One of the things that worked for me on the sketch was how loose everything felt. The digital brushstrokes and frenetic pencil lines added tension to a potentially stagnant piece. I wanted very desperately to retain some of that tension when I went to paint and had every hope I could manage to keep it feeling alive (despite being undead). Unfortunately, it became clear early on that my paint application was flying in the face of that intention. The piece got awful polished awful fast, and trying to undo that was nigh impossible. This issue got pretty frustrating and that frustration built to a point that I began to lose confidence in much of the piece. So I began to question everything.

Before I knew it my color scheme, intended value structure, and background details went out the window. I was doing terrible digital paint overs in Photoshop to try and fix things that likely weren't broken, and many of my solutions were chosen due to the looming deadline more than anything.

Truth be told, I should have set the painting aside for a day and returned to it with fresher eyes. Then, with renewed perspective, I should have spent some time to figure out how to turn the piece around and into something I actually liked. Once the new plan had been formulated, I should have taken it to a new surface and restarted the piece from scratch.

Instead, I kept futzing with it, tweaking it, painting things out then painting them back in. Before long, it was about turning the piece in so I could wash my hands of it. And that's pretty much what went down.

©Wizards of the Coast
The end result is more polished than I ever wanted it to be, measures 14" x 11" and is oil on hardboard.

Grim Roustabout was part for a job that came at a scary time for me. It was last November into December and Amy had been out of work for a few months. Having had no luck finding a new job in Boston the probability of having to move back to New York began to rise rapidly. At the beginning of the job there was no plan for our next step. By the end of it, however, the plan was set and the move was certain. To say that the fear and the stress (not to mention my fears of the stress to come) had no affect on this job would be a lie. It would also be a lie to say that the legwork required to form the plan and take the necessary steps to enact said plan had no impact.

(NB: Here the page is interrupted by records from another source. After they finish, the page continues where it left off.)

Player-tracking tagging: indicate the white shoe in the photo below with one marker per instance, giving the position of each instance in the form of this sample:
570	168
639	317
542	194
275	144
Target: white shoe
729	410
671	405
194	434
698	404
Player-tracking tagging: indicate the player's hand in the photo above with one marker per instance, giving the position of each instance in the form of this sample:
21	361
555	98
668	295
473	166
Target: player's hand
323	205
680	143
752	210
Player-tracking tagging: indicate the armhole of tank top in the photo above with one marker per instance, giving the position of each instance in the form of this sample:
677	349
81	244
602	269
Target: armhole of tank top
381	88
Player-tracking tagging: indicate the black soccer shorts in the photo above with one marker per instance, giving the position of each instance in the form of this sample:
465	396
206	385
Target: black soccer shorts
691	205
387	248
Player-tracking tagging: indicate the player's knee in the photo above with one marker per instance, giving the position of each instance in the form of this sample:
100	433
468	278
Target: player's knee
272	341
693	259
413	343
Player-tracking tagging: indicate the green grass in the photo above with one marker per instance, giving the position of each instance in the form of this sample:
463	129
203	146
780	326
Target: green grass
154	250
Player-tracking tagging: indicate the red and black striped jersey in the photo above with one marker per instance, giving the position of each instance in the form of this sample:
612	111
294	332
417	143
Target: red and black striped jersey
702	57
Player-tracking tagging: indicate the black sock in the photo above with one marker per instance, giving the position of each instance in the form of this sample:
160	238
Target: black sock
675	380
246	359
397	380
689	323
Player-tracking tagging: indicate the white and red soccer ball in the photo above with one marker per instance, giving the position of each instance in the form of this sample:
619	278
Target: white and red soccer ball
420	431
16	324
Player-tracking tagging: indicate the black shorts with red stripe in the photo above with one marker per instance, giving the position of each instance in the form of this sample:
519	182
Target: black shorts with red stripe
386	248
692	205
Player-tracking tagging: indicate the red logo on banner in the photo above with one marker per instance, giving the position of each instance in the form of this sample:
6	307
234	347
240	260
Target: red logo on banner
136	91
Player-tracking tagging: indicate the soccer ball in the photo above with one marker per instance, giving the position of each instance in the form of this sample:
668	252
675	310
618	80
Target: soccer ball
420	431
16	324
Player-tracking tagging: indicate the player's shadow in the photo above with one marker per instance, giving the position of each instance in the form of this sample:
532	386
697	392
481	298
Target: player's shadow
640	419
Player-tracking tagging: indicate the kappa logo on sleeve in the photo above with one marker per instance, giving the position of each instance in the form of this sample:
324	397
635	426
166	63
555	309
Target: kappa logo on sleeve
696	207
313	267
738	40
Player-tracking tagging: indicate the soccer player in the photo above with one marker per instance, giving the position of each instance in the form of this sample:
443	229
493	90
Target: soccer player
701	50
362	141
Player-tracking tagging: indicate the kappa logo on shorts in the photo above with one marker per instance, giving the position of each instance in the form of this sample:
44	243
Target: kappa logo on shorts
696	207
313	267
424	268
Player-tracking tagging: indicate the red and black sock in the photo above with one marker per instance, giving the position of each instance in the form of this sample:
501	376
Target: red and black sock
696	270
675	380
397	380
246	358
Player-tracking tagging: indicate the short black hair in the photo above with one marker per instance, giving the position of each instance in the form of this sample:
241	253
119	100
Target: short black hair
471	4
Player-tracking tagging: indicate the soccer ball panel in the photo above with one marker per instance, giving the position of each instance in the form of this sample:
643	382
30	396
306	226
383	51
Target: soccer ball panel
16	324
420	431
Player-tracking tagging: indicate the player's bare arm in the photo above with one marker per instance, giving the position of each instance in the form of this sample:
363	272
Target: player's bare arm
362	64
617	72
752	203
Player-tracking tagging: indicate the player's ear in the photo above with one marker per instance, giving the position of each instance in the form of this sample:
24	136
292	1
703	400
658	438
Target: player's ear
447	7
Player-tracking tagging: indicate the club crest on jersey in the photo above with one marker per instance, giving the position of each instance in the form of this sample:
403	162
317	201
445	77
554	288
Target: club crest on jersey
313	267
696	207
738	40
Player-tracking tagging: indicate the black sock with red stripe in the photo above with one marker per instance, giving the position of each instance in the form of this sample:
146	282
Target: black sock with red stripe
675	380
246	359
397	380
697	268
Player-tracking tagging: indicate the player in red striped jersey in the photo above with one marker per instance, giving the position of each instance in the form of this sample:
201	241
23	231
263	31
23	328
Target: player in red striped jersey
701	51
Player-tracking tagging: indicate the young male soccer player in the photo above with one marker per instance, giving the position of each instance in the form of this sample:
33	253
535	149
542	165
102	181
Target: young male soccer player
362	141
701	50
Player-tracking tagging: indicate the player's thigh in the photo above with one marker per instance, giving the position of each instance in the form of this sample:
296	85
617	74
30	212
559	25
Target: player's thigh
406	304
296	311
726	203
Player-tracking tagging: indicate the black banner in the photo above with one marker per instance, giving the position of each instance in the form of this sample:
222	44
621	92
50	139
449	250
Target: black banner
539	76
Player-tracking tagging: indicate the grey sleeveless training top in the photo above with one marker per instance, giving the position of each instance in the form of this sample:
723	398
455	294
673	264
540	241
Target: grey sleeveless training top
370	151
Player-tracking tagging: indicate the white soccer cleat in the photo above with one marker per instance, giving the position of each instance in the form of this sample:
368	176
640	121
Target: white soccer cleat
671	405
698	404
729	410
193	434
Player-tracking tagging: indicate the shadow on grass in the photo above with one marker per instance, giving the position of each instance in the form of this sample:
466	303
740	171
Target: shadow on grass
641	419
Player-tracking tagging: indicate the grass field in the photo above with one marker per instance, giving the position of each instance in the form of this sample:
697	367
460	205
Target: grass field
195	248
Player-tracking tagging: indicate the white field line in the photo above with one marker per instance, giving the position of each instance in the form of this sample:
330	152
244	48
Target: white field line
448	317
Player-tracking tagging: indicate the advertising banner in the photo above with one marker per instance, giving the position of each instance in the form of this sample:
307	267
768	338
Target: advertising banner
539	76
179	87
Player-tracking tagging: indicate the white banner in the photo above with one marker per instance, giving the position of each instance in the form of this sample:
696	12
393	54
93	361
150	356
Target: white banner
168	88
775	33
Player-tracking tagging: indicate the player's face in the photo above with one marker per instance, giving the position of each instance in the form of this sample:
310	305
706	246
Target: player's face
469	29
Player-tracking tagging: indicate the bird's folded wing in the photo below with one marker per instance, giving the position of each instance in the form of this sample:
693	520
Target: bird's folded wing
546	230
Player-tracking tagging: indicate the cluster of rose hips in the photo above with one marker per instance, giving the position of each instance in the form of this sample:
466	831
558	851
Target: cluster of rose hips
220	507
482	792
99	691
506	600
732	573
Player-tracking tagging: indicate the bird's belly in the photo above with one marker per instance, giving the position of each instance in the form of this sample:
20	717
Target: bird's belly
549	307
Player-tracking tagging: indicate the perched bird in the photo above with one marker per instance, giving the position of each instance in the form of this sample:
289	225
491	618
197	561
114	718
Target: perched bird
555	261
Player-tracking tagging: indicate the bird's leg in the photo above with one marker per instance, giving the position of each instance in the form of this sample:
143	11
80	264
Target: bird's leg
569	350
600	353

An awful lot of time was spent away from my easel, and indeed the weekend before the job was due I was out looking at new apartments instead of fixing what I felt was fundamentally broken.

While the circumstances taking place behind the scenes were a definite factor, the truth is that I do have some very real issues with the piece and still wish I'd started over. Though I can't be certain that a repaint would have solved all the issues, at the very least I could have built the whole thing up with thinner paint which would likely have given me brighter, purer colors throughout. It's also possible that the thinness of the paint could have preserved some of the sketchiness I was hoping for in the paint application. But, alas, that never happened. I have the piece that I have. And within that piece, I could stand to see the skeleton be a shade or two darker and I feel like I could have better utilized the smoke and sparks to better control the eye. Perhaps I'd change a detail or two about the pose, as well.

I think what I really need, though, is another year or so to pass. With a bit more time, the tension that rises in my gut every time I see this piece will fade. Either way, I'll have to move on and continue to hope that one day pieces like this won't matter so much.